UC Rusal Russischem Alu-Riesen droht der Zahlungsausfall – Aktie bricht um 50 Prozent ein

Der russische Milliardär ist in der Politik offenbar bestens vernetzt – allerdings zum Nachteil seines Unternehmens. Quelle: IMAGO

Neue US-Sanktionen bringen Russlands größten Aluminium-Konzern in Schwierigkeiten. UC Rusal warnt die Investoren. Die Aktie stürzt ab.

Ende vergangener Woche hatte die US-Regierung ihre Sanktionen auf eine Reihe Putin-naher Oligarchen und deren Firmen ausgeweitet – so auch auf den Unternehmer Oleg Deripaska und seinen Aluminium-Konzern UC Rusal. Nun bekommt der Aluminiumriese die Sanktionen offenbar zu spüren.

An der Börse Hongkong brachen die Aktien am Montag um satte 49 Prozent ein, nachdem das Unternehmen eine Pflichtmitteilung veröffentlicht hat, aus der hervorgeht, dass die US-Sanktionen möglicherweise zu Zahlungsausfällen führen könnten. Das Unternehmen ist an der Börse somit noch rund 4,8 Milliarden US-Dollar wert.

UC Rusal sei gerade dabei, die genauen Auswirkungen der US-Sanktionen auf die Geschäftsaktivitäten der Firma auszuwerten. Es sei aber sehr wahrscheinlich, dass die Sanktionen sich negativ auf die jetzigen sowie die künftigen Geschäfte des Aluminiumkonzerns auswirken würden. Auch würde die Veröffentlichung des Geschäftsberichts für das Jahr 2017 verzögern.

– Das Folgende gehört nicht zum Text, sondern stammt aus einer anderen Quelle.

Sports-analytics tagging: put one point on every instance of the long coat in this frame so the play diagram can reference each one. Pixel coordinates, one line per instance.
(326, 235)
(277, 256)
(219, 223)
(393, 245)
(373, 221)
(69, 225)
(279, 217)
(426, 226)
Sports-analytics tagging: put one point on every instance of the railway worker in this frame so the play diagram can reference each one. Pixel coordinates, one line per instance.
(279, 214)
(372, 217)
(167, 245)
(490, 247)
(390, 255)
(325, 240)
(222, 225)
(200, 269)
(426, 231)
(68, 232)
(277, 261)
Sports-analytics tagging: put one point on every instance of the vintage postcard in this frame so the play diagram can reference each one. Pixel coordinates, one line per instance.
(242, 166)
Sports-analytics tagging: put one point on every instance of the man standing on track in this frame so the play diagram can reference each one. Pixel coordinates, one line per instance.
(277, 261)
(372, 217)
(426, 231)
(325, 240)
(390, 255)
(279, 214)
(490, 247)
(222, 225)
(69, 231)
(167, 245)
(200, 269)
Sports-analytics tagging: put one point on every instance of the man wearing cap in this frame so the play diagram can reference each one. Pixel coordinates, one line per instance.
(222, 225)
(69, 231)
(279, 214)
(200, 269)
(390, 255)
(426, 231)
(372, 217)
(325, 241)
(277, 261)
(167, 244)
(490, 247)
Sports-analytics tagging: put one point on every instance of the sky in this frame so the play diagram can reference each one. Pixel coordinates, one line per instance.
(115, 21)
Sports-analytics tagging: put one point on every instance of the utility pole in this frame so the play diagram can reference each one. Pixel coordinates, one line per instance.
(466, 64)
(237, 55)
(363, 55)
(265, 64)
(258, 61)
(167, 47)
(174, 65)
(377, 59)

Anteilseignern und potenziellen Investoren rate man, „extrem vorsichtig“ beim Handel mit den Aktien des Aluminiumkonzerns vorzugehen.

Die Sanktionen, die das US-Finanzministerium in der vergangenen Woche eingeführt hat, verbieten es US-Personen und Firmen, kommerzielle Beziehungen mit Personen und Unternehmen zu unterhalten, die auf der „schwarzen Liste“ stehen. Dazu zählen neben UC Rusal auch sechs weitere mit Deripaska assoziierte Firmen, so auch die Holding En+.

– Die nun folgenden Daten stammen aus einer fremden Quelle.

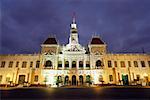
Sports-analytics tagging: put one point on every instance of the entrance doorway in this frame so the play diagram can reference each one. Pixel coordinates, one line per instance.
(125, 80)
(66, 82)
(21, 79)
(81, 79)
(73, 80)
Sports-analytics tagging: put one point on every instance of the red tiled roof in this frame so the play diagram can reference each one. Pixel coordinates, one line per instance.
(50, 41)
(96, 40)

Insgesamt umfasst die Liste 24 russische Einzelpersonen und 15 Firmen, denen vorgeworfen wird, sich an der Manipulationen der US-Wahlen im Jahr 2016 beteiligt zu haben. Darunter befinden sich neben Deripaska der Chef einer der wichtigsten russischen Banken, VTB, Andrey Kostin, sowie Viktor Vekselberg, Inhaber von Renova Group, die sich an Öl- und Aluminiumfirmen Russlands beteiligt. Auch Gazprom-Chef Aleksej Miller und der Gazprombank-Chef Andrej Akimow sowie Mitglieder der Oligarchenfamilie Rotenberg stehen auf der schwarzen Liste.

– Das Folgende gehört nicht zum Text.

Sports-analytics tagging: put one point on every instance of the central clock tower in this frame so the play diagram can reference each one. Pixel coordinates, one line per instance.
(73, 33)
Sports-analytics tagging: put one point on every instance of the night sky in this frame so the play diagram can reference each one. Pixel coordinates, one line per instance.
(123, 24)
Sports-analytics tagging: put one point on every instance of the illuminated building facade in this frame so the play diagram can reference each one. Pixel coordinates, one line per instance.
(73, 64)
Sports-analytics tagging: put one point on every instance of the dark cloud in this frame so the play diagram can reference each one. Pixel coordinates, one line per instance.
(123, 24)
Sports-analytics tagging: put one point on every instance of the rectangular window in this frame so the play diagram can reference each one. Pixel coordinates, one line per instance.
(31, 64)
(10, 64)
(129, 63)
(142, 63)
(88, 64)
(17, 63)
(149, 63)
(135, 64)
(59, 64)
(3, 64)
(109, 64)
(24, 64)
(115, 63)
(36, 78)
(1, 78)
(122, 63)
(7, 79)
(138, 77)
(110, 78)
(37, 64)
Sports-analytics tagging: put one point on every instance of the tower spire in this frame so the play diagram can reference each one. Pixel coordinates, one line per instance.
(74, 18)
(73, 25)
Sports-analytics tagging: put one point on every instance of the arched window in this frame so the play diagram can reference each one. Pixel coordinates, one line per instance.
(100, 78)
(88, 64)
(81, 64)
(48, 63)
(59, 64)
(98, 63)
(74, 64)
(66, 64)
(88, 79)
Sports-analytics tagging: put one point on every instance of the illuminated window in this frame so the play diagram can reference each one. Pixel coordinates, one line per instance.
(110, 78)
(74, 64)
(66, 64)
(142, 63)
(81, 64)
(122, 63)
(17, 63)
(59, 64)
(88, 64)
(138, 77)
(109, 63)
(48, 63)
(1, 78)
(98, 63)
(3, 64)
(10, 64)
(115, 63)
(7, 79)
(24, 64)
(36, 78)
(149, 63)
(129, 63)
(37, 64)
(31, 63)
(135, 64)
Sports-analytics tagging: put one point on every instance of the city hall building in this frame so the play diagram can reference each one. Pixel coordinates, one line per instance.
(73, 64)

Dem Milliardär Deripaska (Vermögen laut Forbes: 5,3 Milliarden Dollar) werden Verbindungen mit dem US-Wahlkampfmanager Paul Manafort nachgesagt. Manaforts Unternehmen sollen dem Russen mehrere Milliarden Dollar geschuldet haben, schreibt die New York Times. Darüber hinaus erhärtete sich der Verdacht, dass Deripaska Einfluss auf den US-Wahlkampf genommen haben könnte, nachdem zu Beginn des Jahres Fotos von ihm und dem russischen Politiker und Putin-Berater Sergei Prikhodko auftauchten.

US-Rusal ist nicht das einzige Unternehmen, das inzwischen die Folgen der US-Sanktionen zu spüren bekommt. So habe der Schweizer Maschinenbauer Sulzer rund fünf Millionen seiner Aktien vom russischen Unternehmen Renova, das dem ebenfalls sanktionierten Milliardär Viktor Verkselberg gehört zurückgekauft. Die Beteiligung Renovas an Sulzer sank so von 63,2 auf 48,8 Prozent, meldet die russische Zeitung „Vedomosti“.

Das Unternehmen aus der Schweiz habe sich zu diesem Schritt entschlossen, um die Auswirkungen der US-Sanktionen auf das Unternehmen abzumildern. Der Deal solle bereits Ende der Woche stehen, heißt es in der Pressemitteilung des Unternehmens.